In the end, most of the characters have their stories left open. We do not see what happens to Asha or Oliver and Hashida and the final scenes of these characters seem quite content but open-ended. Ginder and her son escape the violence of her husband after one of his brothers rebels against him, having been pulled away from his own wife and derided for his loving marriage, and the most conservative characters receive a humorous treatment in a strip club.

==Cast==
- Zohra Sehgal as Pushpa
- Shaheen Khan as Simi
- Kim Vithana as Ginder
- Jimmi Harkishin as Ranjit
- Sarita Khajuria as Hashida
- Mo Sesay as Oliver
- Rudolph Walker as Oliver's father
- Lalita Ahmed as Asha
- Amer Chadha-Patel as Amrik
- Nisha Nayar as Ladhu
- Renu Kochar as Madhu
- Surendra Kochur as Bina
- Souad Faress as Rekha
- Tanveer Ghani as Balbir
- Bharti Patel as Refuge Woman
- Dane Power as Man on Street

==Reception==
In a review, Sight & Sound commented that Bhaji on the Beach "offered some trenchant observations about prevalent prejudices and what the younger, British-born generation of Asians had to offer.
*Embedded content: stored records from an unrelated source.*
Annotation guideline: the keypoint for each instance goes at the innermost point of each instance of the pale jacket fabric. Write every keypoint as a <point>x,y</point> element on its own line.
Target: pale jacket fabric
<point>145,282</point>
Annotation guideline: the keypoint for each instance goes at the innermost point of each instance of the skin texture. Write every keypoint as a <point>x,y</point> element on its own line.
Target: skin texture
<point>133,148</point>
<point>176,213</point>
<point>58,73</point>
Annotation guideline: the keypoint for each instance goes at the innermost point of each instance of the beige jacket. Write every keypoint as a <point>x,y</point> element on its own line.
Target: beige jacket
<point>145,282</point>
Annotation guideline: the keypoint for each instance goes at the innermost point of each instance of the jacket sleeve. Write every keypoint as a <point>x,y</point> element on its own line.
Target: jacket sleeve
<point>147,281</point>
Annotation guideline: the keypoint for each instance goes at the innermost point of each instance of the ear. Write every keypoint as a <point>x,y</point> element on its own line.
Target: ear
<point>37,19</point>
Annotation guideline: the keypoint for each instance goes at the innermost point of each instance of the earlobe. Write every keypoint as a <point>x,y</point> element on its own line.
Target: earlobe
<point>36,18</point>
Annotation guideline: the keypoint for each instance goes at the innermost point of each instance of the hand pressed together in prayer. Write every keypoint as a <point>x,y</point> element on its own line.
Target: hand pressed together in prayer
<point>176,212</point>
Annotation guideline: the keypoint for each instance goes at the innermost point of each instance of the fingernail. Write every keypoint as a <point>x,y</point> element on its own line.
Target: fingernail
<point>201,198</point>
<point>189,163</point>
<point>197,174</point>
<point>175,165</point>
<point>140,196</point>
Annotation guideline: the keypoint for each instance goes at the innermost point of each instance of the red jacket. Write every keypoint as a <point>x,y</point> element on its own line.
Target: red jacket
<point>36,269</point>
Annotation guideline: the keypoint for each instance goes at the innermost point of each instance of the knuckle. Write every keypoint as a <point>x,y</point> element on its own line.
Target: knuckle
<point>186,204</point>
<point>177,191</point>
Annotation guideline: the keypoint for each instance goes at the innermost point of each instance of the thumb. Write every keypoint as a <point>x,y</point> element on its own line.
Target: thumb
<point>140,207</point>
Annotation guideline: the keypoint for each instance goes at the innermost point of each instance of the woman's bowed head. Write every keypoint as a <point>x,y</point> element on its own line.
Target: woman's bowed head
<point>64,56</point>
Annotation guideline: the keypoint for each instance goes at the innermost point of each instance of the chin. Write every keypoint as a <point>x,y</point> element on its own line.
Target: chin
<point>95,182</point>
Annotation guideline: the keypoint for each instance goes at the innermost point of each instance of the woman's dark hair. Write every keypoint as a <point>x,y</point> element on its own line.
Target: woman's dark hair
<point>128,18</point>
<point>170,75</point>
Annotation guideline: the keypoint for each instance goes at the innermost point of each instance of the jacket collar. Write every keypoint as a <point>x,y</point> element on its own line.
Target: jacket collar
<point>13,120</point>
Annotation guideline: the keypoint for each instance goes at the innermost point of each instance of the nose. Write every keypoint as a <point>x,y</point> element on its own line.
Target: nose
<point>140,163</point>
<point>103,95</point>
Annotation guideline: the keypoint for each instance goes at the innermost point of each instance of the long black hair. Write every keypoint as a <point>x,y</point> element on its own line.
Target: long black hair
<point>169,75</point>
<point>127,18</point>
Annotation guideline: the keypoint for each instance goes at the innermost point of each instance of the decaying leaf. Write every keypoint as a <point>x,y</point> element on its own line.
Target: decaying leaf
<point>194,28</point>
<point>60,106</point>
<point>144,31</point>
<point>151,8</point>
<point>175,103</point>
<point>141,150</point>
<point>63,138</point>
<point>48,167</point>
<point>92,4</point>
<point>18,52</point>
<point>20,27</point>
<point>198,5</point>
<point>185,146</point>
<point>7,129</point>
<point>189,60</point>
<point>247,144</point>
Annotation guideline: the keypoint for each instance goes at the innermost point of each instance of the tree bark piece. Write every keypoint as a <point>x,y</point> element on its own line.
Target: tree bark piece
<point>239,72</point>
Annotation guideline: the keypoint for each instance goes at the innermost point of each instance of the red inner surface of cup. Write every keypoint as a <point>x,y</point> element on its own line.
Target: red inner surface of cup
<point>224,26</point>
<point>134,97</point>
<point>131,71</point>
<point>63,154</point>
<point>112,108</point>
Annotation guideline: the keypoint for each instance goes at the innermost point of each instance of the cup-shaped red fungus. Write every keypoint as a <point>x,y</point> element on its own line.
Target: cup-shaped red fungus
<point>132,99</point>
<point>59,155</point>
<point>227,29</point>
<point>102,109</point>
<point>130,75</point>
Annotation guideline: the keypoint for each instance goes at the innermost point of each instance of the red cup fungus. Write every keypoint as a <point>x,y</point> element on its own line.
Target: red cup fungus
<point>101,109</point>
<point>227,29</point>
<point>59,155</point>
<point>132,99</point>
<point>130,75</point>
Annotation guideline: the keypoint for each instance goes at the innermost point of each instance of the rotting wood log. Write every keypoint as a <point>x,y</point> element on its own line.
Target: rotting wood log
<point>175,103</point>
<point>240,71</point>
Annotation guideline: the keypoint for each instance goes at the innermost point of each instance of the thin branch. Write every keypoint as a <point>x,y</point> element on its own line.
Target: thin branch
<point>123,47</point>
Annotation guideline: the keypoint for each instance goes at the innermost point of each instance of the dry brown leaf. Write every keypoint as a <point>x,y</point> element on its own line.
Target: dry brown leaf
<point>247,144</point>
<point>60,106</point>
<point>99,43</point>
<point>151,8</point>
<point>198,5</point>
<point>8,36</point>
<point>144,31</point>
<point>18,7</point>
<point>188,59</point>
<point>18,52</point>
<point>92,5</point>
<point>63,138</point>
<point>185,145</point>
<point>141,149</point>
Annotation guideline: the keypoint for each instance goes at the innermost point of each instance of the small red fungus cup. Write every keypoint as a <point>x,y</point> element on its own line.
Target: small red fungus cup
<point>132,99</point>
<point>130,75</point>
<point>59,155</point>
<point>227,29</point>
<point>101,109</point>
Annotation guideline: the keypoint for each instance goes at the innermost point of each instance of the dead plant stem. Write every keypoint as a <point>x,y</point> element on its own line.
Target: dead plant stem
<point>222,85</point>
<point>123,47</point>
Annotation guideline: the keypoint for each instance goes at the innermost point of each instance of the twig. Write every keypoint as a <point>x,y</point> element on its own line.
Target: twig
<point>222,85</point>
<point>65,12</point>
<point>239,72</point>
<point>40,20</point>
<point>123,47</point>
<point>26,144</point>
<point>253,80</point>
In Bhaji on the Beach, her feature film debut, Chadha has tried to adhere to this code of Buzurgh loyalty (the age span ranges from 6 to the late 60s), while trying to encompass the more awkward and raw elements thrown up by contemporary Asian women's lives."
Rotten Tomatoes retrospectively collected reviews from 48 critics to give the film a score of 88%.